(Note: That’s my subtle cue that I have a slight rant coming – beware)
Mister Man’s birthday party is this coming Sunday. Invitations went home in backpacks to both first grade classrooms almost three weeks ago. The invitations included an RSVP request with email and phone numbers for both me and the co-host (he’s doing his party with Violet, thus both classes are invited so all their friends can be there). The RSVPs were clearly marked that they were due by this past Monday.
As of this morning – when I have to call to give the final number of guests – thirteen of the thirty-four invited guests had yet to respond. That’s almost forty percent of people who couldn’t be bothered to let us know whether or not they were able to attend the party.
I sent out an email to all of them – and I’ll call the stragglers tonight – this morning with “please respond” in the title of the email. Interestingly, I’ve since had five people respond since that email went out. My assumption was that those who didn’t respond weren’t able to attend and therefore hadn’t responded. Actually, no. Two of the five are coming and had just “forgotten” to RSVP.

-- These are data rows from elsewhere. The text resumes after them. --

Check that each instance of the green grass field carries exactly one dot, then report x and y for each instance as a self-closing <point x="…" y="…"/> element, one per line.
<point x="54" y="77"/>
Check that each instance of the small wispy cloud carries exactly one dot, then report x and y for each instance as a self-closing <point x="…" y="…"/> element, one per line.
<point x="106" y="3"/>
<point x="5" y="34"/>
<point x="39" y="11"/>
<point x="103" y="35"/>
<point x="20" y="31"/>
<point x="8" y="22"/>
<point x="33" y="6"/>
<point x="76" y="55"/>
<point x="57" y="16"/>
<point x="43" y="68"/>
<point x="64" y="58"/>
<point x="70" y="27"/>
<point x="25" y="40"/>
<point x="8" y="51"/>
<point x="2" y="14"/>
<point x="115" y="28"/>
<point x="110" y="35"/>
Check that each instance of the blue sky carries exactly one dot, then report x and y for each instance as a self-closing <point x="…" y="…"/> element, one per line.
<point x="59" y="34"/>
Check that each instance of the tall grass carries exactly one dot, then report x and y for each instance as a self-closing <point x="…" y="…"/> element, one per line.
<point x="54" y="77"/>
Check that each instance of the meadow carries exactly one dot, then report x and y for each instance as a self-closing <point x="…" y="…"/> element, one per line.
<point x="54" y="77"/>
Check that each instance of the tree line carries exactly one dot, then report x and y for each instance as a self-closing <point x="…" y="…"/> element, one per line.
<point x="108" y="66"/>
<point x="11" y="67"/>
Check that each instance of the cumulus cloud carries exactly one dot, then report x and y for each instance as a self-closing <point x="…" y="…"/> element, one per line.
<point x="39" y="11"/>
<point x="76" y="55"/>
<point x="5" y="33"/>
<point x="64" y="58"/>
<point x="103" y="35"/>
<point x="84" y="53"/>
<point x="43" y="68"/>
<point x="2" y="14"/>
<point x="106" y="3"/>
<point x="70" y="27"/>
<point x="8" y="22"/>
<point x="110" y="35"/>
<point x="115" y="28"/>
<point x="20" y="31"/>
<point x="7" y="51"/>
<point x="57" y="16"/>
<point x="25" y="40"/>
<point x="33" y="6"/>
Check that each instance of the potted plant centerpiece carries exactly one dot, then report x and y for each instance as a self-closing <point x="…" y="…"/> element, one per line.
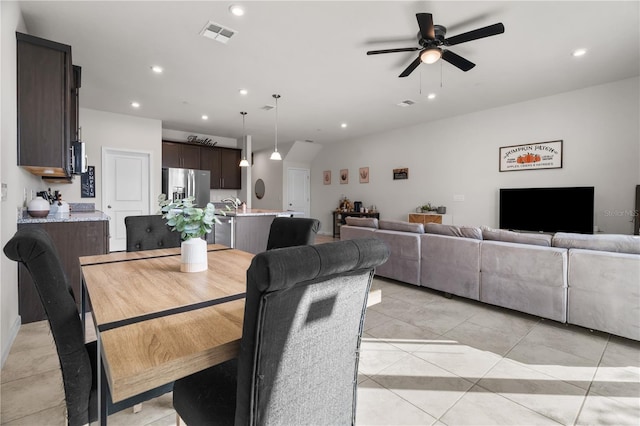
<point x="193" y="223"/>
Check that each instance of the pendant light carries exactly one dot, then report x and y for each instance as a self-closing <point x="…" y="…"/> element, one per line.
<point x="276" y="155"/>
<point x="244" y="162"/>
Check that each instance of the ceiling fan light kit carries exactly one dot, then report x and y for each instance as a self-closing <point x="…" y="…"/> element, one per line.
<point x="434" y="45"/>
<point x="430" y="56"/>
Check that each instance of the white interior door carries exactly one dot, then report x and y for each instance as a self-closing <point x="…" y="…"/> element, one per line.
<point x="298" y="187"/>
<point x="125" y="189"/>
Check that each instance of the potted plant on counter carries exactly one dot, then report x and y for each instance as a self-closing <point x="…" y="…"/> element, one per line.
<point x="193" y="223"/>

I had a conversation this morning with a friend about this, and her theory is that people simply don’t know what RSVP means anymore. (It’s French. Respondez s’il vous plait – answer, if you please.) RSVP regrets only means you only need to let the host know if you aren’t coming. RSVP means tell the host of your plans regardless. I’m not so sure I fully buy her theory though.
Let me give you a different example:
I recently hosted a fortieth birthday party for my husband. It was a surprise party, and I was hosting it at a sports bar where I was providing food and open bar. I sent the invitation via evite since it was the easiest way to get contact information for his friends. By the date I’d requested a response, way less than half the group had responded. I sent out an email explaining that I needed final numbers to provide for food purposes, as I couldn’t easily change them after that day. I was very clear on that point.

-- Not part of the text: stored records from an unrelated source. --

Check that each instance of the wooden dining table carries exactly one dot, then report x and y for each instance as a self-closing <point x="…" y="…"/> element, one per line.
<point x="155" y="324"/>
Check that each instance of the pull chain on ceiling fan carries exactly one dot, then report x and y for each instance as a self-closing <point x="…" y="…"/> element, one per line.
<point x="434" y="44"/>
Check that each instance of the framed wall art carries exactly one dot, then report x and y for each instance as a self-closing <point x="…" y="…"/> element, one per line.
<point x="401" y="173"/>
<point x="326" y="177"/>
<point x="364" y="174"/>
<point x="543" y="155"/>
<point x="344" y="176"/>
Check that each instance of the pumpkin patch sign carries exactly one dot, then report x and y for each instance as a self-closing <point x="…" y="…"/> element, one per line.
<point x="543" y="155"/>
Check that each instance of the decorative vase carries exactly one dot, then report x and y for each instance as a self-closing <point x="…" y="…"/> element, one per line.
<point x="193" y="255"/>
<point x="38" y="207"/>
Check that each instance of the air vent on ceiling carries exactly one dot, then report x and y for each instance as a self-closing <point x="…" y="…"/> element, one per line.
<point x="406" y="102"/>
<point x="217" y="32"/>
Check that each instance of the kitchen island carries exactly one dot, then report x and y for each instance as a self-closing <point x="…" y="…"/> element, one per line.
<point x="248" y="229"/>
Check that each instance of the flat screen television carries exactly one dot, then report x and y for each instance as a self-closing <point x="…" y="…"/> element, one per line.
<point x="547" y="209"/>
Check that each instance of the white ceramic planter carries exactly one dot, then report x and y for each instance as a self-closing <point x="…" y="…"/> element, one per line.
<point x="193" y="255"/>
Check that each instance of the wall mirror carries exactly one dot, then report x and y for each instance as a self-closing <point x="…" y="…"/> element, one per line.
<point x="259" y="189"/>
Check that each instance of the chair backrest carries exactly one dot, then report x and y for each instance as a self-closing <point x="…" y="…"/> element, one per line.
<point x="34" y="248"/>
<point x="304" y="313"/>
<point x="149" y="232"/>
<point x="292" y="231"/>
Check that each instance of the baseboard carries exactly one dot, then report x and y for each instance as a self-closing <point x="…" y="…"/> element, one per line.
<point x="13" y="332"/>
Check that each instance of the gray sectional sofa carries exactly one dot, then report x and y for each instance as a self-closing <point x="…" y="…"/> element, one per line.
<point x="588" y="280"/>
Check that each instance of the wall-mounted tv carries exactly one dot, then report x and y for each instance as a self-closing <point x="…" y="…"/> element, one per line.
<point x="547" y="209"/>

The responses poured in, but I still was missing about a dozen. I mentally wrote those people off. I now had the opposite problem. Knowing my husband and his friends, the room I had his surprise party in seated fifteen. Ninteen people responded that they were coming. I spent the next four days worried about how we were going to fit all those people in the room.
Apparently I had other things to worry about. Of the ninteen people, nine showed up. That nine includes my husband and me. Of the ten who simply didn’t show, two called me to tell me that they couldn’t make it and apologized. Both were friends of mine, as well. The others? They just … flaked. And so we were left with a ton – almost literally – of uneaten food and a bill far larger than I’d needed. I was not a happy camper.
This isn’t simply an RSVP problem anymore. It’s an all around manners and etiquette issue. Is this to say that I’ve never forgotten to respond to an invitation or misplaced one? Absolutely not. I certainly don’t do it on a regular basis, however – and never when I’ve been prompted.